Mais l'euphorie va peu à peu s'évanouir et les maladresses prendre le dessus, sur fond de second choc pétrolier en 1979. Une image de ces "années Carter" restera: celle des longues files d'automobilistes venus, à travers le pays, faire le plein à la hâte par crainte de pénurie.
- "Le discours du malaise" -
En juillet 1979, Jimmy Carter prononce en direct à la télévision une allocution que ses opposants baptiseront "le discours du malaise" et qui résume, selon eux, les principaux traits d'un homme naïf, pessimiste et faible.
Dans un exercice singulier, il cite longuement certaines des critiques qui lui sont adressées sur son manque de leadership ou de vision. Partant de la crise énergétique, il élargit son propos pour évoquer une "menace presque invisible" qui pèse sur la démocratie américaine: "une crise de confiance". "Les symptômes de cette crise de l'esprit américain sont partout", lance-t-il, dans un texte au ton particulièrement sombre.
La fin de son mandat sera plombée par le cauchemar iranien: pendant 444 jours, une cinquantaine d'Américains seront détenus après la prise d'assaut de l'ambassade des Etats-Unis à Téhéran par des militants islamiques radicaux.
En avril 1980, une opération militaire héliportée pour tenter de les libérer se solde par un échec cuisant. Les otages seront relâchés le 20 janvier 1981, le jour même de l'investiture du président Ronald Reagan.
Après la défaite, son propre parti veut oublier ces années difficiles. Sa présidence sera suivie de trois mandats républicains (Ronald Reagean puis George H.W. Bush). Jusqu'à ce jour, rares sont les dirigeants démocrates qui revendiquent son héritage.

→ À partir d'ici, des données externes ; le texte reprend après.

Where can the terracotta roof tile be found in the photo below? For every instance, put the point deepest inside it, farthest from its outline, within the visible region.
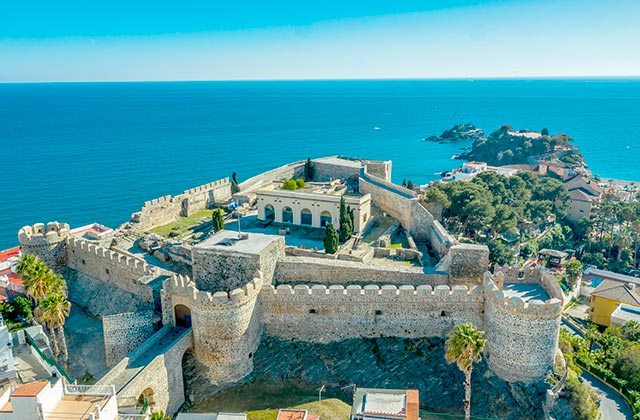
(30, 389)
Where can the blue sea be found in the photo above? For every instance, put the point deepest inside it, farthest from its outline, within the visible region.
(85, 152)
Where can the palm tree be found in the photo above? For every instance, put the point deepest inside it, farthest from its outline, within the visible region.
(54, 310)
(464, 347)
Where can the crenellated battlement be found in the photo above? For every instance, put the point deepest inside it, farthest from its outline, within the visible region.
(522, 335)
(38, 233)
(208, 187)
(549, 308)
(183, 286)
(372, 292)
(157, 202)
(109, 257)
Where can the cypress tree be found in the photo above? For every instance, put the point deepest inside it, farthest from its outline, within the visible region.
(331, 239)
(346, 221)
(308, 170)
(234, 183)
(218, 220)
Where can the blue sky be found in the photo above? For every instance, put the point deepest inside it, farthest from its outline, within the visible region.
(215, 40)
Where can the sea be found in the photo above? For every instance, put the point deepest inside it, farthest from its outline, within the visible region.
(94, 152)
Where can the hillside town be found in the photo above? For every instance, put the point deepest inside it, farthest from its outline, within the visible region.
(196, 299)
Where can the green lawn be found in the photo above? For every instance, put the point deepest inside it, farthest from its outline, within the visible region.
(184, 225)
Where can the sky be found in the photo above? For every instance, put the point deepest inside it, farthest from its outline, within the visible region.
(124, 40)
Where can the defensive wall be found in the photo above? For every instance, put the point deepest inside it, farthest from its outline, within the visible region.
(124, 332)
(48, 242)
(403, 204)
(166, 209)
(113, 268)
(226, 328)
(334, 313)
(522, 336)
(153, 370)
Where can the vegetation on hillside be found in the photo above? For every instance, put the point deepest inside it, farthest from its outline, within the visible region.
(293, 184)
(48, 291)
(331, 239)
(492, 206)
(615, 358)
(464, 347)
(502, 147)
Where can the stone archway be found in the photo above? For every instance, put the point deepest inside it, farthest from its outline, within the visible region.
(269, 212)
(146, 399)
(306, 218)
(325, 218)
(182, 316)
(287, 215)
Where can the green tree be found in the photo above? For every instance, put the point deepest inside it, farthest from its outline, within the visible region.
(464, 347)
(234, 183)
(308, 170)
(24, 307)
(478, 215)
(346, 221)
(499, 253)
(290, 184)
(331, 239)
(436, 201)
(631, 331)
(218, 220)
(574, 270)
(53, 311)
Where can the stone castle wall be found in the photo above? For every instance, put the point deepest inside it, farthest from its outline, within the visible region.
(47, 242)
(226, 328)
(522, 337)
(468, 263)
(126, 331)
(216, 270)
(293, 269)
(122, 271)
(322, 314)
(166, 209)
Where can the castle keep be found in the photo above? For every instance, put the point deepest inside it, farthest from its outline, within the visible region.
(224, 291)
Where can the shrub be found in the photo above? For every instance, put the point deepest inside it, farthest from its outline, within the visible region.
(290, 184)
(331, 239)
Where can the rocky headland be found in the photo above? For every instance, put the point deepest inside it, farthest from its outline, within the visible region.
(458, 132)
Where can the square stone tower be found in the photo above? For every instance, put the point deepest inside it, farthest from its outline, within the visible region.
(224, 262)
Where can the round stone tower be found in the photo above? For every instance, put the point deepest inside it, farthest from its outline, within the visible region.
(46, 242)
(522, 335)
(226, 328)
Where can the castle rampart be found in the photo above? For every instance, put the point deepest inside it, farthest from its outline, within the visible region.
(522, 336)
(293, 269)
(334, 313)
(125, 272)
(47, 242)
(166, 209)
(226, 328)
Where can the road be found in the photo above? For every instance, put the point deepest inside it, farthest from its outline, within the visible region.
(612, 405)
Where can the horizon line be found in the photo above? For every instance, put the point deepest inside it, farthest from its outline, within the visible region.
(339, 79)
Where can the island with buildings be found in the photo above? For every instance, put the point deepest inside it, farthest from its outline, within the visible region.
(190, 307)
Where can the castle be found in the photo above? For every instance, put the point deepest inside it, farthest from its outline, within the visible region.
(238, 288)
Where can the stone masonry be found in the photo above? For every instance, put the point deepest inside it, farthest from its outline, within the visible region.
(244, 287)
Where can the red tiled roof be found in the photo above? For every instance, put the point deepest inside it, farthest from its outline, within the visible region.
(9, 253)
(31, 389)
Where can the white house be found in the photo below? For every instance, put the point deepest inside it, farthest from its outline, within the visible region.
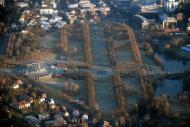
(2, 2)
(170, 5)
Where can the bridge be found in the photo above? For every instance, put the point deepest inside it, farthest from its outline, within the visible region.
(43, 68)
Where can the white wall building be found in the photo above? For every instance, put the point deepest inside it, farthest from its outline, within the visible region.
(170, 5)
(2, 2)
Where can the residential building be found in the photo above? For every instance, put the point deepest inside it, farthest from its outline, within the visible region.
(170, 5)
(2, 2)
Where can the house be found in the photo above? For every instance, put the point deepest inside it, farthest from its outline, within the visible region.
(23, 104)
(16, 84)
(41, 95)
(43, 116)
(2, 2)
(170, 5)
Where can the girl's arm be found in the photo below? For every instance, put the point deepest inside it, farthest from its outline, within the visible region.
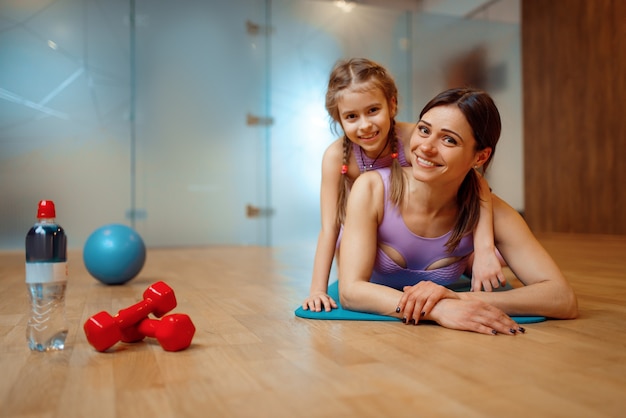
(546, 291)
(486, 267)
(318, 298)
(358, 250)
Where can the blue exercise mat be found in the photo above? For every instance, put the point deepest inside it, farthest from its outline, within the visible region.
(340, 313)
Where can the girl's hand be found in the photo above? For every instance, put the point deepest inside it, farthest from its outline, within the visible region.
(317, 300)
(418, 300)
(474, 315)
(486, 272)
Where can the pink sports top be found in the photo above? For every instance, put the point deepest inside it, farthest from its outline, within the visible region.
(418, 252)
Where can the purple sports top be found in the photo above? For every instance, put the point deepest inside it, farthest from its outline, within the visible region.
(418, 252)
(364, 161)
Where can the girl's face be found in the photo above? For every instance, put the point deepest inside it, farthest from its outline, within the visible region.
(365, 117)
(443, 146)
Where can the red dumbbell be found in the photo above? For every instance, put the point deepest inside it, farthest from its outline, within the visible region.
(103, 330)
(174, 332)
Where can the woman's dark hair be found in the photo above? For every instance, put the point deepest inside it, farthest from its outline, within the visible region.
(483, 117)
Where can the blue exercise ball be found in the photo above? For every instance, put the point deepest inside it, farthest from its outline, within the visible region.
(114, 254)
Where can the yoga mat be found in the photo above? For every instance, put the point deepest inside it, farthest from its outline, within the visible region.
(463, 285)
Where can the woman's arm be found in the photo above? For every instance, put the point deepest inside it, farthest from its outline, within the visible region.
(546, 291)
(486, 268)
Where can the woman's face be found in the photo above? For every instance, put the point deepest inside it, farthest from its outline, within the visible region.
(365, 118)
(443, 147)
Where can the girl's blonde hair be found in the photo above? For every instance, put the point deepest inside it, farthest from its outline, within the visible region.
(361, 74)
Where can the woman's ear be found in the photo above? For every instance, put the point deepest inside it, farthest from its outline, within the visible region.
(482, 157)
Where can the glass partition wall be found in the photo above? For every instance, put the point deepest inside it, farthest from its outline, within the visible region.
(202, 122)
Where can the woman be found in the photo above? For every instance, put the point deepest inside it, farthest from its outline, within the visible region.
(362, 100)
(396, 259)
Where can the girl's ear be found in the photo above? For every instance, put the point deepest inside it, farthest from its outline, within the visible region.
(482, 157)
(393, 106)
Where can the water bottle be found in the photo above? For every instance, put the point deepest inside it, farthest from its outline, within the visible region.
(46, 279)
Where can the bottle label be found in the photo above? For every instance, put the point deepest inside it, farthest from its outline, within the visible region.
(46, 272)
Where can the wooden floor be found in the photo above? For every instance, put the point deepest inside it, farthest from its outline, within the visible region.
(251, 357)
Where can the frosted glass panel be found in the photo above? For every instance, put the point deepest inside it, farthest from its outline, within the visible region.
(64, 92)
(201, 71)
(309, 37)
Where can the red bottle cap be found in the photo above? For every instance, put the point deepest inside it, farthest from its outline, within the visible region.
(46, 210)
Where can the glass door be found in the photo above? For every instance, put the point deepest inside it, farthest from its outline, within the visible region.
(201, 123)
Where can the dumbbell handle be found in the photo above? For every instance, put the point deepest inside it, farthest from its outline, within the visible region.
(174, 332)
(128, 317)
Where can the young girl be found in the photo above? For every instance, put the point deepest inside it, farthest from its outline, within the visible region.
(362, 98)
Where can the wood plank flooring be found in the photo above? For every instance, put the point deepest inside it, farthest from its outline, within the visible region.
(251, 357)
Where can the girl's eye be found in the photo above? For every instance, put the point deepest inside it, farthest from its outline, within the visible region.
(449, 140)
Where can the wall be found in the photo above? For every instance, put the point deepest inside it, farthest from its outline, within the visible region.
(574, 71)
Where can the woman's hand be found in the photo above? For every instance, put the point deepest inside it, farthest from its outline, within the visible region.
(418, 300)
(316, 301)
(486, 272)
(474, 315)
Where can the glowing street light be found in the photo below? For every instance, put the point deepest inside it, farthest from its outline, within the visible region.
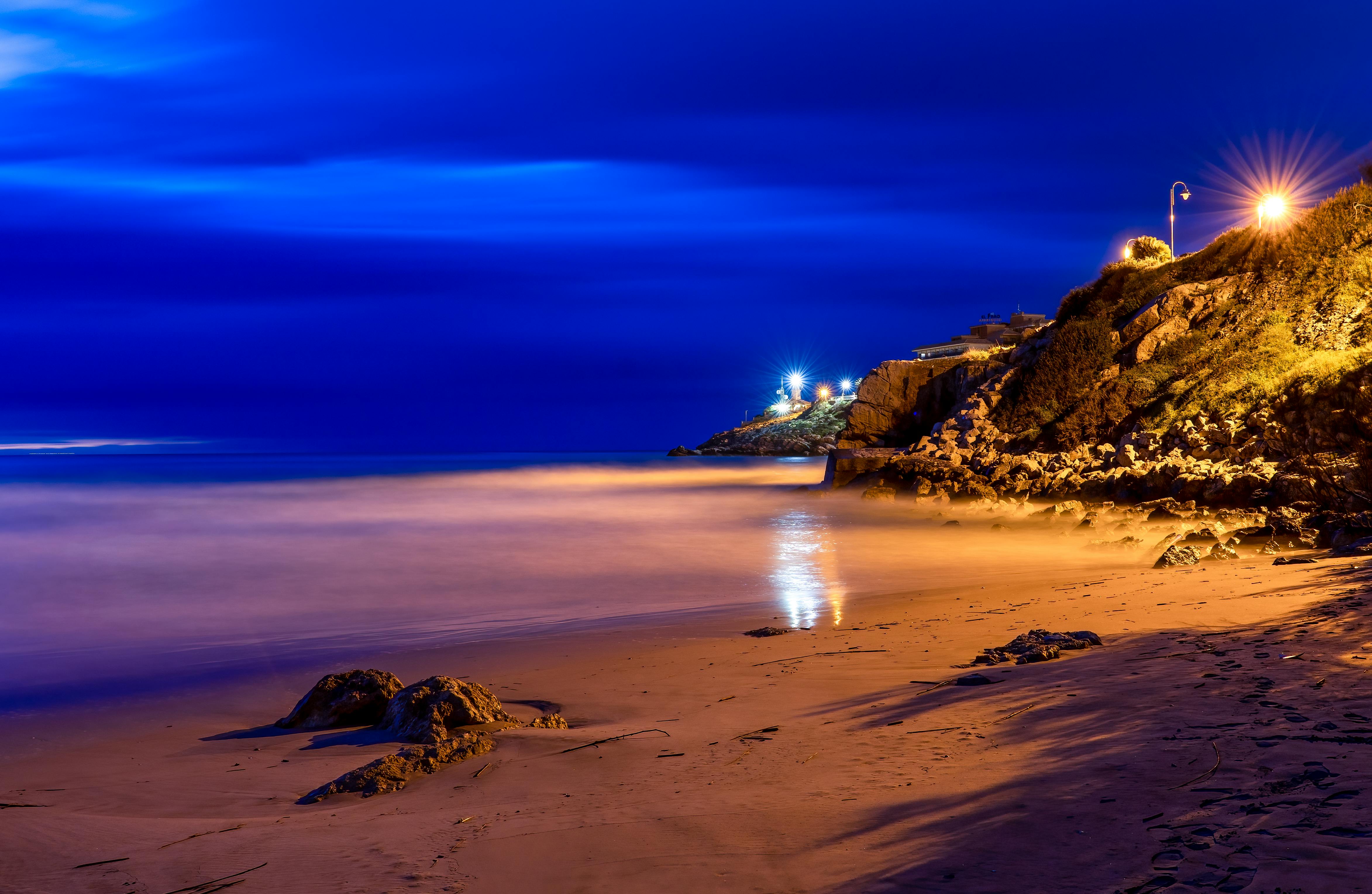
(1172, 214)
(1271, 206)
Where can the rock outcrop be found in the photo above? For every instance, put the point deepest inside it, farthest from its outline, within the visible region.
(353, 698)
(435, 709)
(394, 771)
(813, 431)
(1038, 646)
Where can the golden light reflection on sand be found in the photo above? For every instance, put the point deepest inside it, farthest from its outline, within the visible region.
(806, 572)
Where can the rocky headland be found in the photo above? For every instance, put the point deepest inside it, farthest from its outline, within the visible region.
(1234, 378)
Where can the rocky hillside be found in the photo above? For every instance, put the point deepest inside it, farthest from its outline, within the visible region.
(1235, 376)
(810, 433)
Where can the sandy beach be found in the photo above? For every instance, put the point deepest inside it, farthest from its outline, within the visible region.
(1212, 744)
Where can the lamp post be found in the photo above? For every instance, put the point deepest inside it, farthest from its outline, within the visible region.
(1270, 206)
(1172, 214)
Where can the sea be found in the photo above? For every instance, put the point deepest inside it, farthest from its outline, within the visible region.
(140, 572)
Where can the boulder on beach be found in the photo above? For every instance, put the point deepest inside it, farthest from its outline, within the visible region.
(353, 698)
(1179, 556)
(433, 709)
(394, 771)
(976, 679)
(1038, 646)
(1222, 552)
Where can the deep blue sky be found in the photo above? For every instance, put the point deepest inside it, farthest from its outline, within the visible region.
(448, 225)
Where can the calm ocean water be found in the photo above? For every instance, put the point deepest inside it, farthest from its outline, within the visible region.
(157, 571)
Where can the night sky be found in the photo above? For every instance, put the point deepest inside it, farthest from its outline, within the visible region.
(529, 225)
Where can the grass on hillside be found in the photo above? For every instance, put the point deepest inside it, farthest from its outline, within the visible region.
(1303, 320)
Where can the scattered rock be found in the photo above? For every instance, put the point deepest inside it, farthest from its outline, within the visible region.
(976, 679)
(433, 709)
(1179, 556)
(1223, 552)
(1359, 548)
(394, 771)
(353, 698)
(1038, 646)
(1124, 544)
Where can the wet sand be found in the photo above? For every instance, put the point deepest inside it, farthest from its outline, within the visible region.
(1086, 774)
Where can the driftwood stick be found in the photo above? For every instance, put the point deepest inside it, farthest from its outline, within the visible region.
(744, 735)
(1205, 775)
(938, 730)
(603, 742)
(99, 863)
(1013, 715)
(851, 652)
(201, 834)
(195, 888)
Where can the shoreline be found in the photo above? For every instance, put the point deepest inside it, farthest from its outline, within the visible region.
(835, 800)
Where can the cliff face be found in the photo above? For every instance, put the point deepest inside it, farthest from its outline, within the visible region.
(1235, 376)
(811, 433)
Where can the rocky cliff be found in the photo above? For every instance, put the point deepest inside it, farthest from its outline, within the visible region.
(1237, 376)
(810, 433)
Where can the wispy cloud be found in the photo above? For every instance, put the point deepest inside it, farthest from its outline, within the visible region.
(82, 7)
(91, 442)
(25, 54)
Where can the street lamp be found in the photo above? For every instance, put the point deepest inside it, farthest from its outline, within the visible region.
(1172, 214)
(1271, 206)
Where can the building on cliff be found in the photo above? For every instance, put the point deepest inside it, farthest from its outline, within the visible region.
(990, 332)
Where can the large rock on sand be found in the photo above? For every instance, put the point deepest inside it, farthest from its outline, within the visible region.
(394, 771)
(433, 709)
(1038, 646)
(1179, 556)
(353, 698)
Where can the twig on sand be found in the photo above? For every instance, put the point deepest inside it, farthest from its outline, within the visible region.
(99, 863)
(851, 652)
(754, 733)
(1013, 715)
(199, 834)
(1205, 775)
(614, 740)
(205, 885)
(1197, 652)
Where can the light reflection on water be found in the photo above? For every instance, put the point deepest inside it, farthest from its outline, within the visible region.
(806, 572)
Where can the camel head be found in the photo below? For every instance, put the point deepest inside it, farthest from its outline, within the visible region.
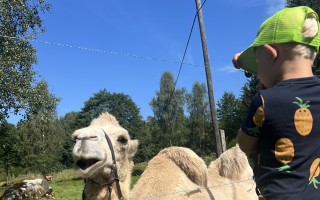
(92, 154)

Dans la biographie, équilibrée, qu'il lui a consacrée, l'historien Julian Zelizer, professeur à l'université de Princeton, souligne l'ensemble des circonstances "extraordinairement difficiles" auxquelles Jimmy Carter a dû faire face et qui auraient mis en difficulté "n'importe quel président".
Mais il insiste aussi sur les difficultés de ce "politique non-conformiste" à s'adapter au pouvoir. Pour le 39e président des Etats-Unis, "être un outsider à Washington s'est révélé à la fois une bénédiction et une malédiction, une chance et un fardeau", écrit-il.
- "Le meilleur ex-président" -
Moqué pour ses indécisions à la Maison Blanche, la force de Jimmy Carter aura été de se réinventer après avoir quitté la capitale fédérale. A tel point que cet homme au large sourire communicatif sera souvent désigné, non sans ironie, comme "le meilleur ex-président" de l'histoire des Etats-Unis.
Lorsqu'il quitte le pouvoir en janvier 1981 à l'âge de 56 ans, ce passionné de démocratie et de justice sociale, entame, avec une énergie indéniable, un nouveau chapitre.
A la tête du "Centre Carter" qu'il crée à Atlanta, il supervise des dizaines de scrutins à travers le monde. Voyageur infatigable, on le retrouve partout: au Mexique, au Pérou, au Nicaragua, ou encore au Timor oriental. En Haïti, à Chypre, en Corée du Nord, il offre ses services, se passionne inlassablement, même si les résultats sont parfois ténus.
En 2002, le prix Nobel de la paix lui est attribué pour "ses décennies d'efforts infatigables en faveur d'une résolution pacifique des conflits internationaux, des progrès de la démocratie et des droits de l'Homme".
En août 2015, Jimmy Carter avait entamé une radiothérapie pour soigner des tumeurs cancéreuses au cerveau.
Il avait, à cette occasion, résumé en termes simples son parcours singulier: "La présidence a bien sûr été le sommet de ma carrière politique (...) mais ma vie depuis mon départ de la Maison Blanche a été, sur un plan personnel, plus gratifiante".
Lors d'une célébration début novembre dans son église baptiste de la petite ville de Plains (Géorgie, sud-est) où il né où il a vécu l'essentiel de sa vie, il était revenu, avec beaucoup de sérénité - et un peu d'humour aussi - sur cet épisode.
"J'ai pensé, bien sûr, que j'allais mourir très rapidement. J'ai prié. Je n'ai pas demandé à Dieu de me laisser vivre plus longtemps mais je lui ai demandé de me donner une attitude digne face à la mort. Et j'ai réalisé que j'étais pleinement serein face la mort".